In May of 1963, Amber’s father had been diagnosed with brain cancer. He had it for quit some time and curing from treatment at this time would be almost impossible. One year later Amber’s father had died. Over the next week, sadness had overshadowed her thought and her feelings. Her father was an admirable man, who did a lot for their community.
A month after her father had died, Amber’s mother had held her father’s funeral. Amber had wanted to go so badly, but her mother had said no. Amber had finally wheedled her mother into letting her go, after quit awhile of trying. Amber had never been to a funeral so she had no idea of what to suspect. There were, maybe, 100 or more people there. She was surprised to see all of those people. People were bringing festoons of flowers to place on the coffin. There was one that said father, from Amber’s older sister Amy. Everyone was crying as they said their last good byes. It seemed that everyone, especially Amber’s mother and grandparents, was dwelling in sorrow.
Amber looked to her right, and Amber could see her little brother playing with the moleskin bandage on his left knee. Amber’s sister had been asked to stand by the coffin to tell everyone about their father and gruffly said:

Hello.

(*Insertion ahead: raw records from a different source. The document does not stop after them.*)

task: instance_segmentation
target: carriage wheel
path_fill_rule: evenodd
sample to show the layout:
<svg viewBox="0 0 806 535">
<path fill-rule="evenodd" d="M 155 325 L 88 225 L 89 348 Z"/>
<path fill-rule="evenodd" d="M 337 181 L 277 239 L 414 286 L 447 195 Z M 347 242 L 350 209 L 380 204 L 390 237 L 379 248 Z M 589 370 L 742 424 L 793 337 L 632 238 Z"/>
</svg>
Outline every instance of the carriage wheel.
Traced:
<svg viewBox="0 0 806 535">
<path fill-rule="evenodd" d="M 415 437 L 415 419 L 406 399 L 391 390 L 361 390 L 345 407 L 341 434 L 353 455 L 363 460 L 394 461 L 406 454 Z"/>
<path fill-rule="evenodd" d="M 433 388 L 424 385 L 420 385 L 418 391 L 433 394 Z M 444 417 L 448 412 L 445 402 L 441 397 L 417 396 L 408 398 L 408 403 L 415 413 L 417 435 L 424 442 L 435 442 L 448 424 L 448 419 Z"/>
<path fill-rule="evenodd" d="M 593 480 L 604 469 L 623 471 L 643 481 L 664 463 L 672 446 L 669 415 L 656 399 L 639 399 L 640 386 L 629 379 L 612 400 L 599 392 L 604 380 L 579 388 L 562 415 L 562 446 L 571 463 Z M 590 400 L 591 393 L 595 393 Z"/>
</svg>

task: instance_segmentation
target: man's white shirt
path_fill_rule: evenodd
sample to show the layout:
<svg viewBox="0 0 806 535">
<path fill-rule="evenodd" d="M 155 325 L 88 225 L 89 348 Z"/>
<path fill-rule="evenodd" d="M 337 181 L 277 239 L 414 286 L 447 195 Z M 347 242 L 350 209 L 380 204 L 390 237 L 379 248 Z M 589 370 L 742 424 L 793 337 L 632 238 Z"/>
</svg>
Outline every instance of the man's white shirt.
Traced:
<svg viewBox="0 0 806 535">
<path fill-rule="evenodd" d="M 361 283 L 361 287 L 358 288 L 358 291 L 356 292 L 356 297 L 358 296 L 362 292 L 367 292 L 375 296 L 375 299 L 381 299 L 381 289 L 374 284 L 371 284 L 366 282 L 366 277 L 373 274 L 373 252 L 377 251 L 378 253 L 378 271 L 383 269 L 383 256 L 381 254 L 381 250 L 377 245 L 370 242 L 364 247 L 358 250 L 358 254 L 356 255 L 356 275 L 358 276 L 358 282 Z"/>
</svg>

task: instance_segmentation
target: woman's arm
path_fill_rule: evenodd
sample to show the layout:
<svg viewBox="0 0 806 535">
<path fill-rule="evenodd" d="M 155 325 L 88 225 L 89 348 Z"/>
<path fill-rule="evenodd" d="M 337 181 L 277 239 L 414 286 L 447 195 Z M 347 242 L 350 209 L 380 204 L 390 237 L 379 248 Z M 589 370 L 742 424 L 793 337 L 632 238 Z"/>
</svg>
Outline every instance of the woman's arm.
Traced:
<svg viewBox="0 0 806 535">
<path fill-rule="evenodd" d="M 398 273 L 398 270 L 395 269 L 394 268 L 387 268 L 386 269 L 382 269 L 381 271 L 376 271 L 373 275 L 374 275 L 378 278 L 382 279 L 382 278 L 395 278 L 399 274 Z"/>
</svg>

My father was a great man and a great father. He always put his children in front of himself. He gave us a knife when we were stuck in a jam. He had been a great citizen to his town and helped out on community projects. He was a great chef who knew how to make an excellent crumpet. My father was also a great husband. He had helped my mother as she worked on her paisley quilts.
This had gone on for six more minutes.

When it was Amber’s time to look at her father, she could only think of how eerie he looked. She began to cry as she prayed silently to herself. She could only think about how feeble her father was. At the age of thirty-five he had began to weaken physically and mentally. Her hopes of him surviving from this had been mangled by his death.

On the ride home, Amber’s little brother had remarked about being laden with so many new responsibilities about being the new man of the house. But her mother had told him it was an easy job and she knew he could do it.
One year later, Amber had become a poem writer. She had always known that
was to keep her from thinking about her father. She had stopped thinking about him twenty-four seven, and can begin to live a normal life.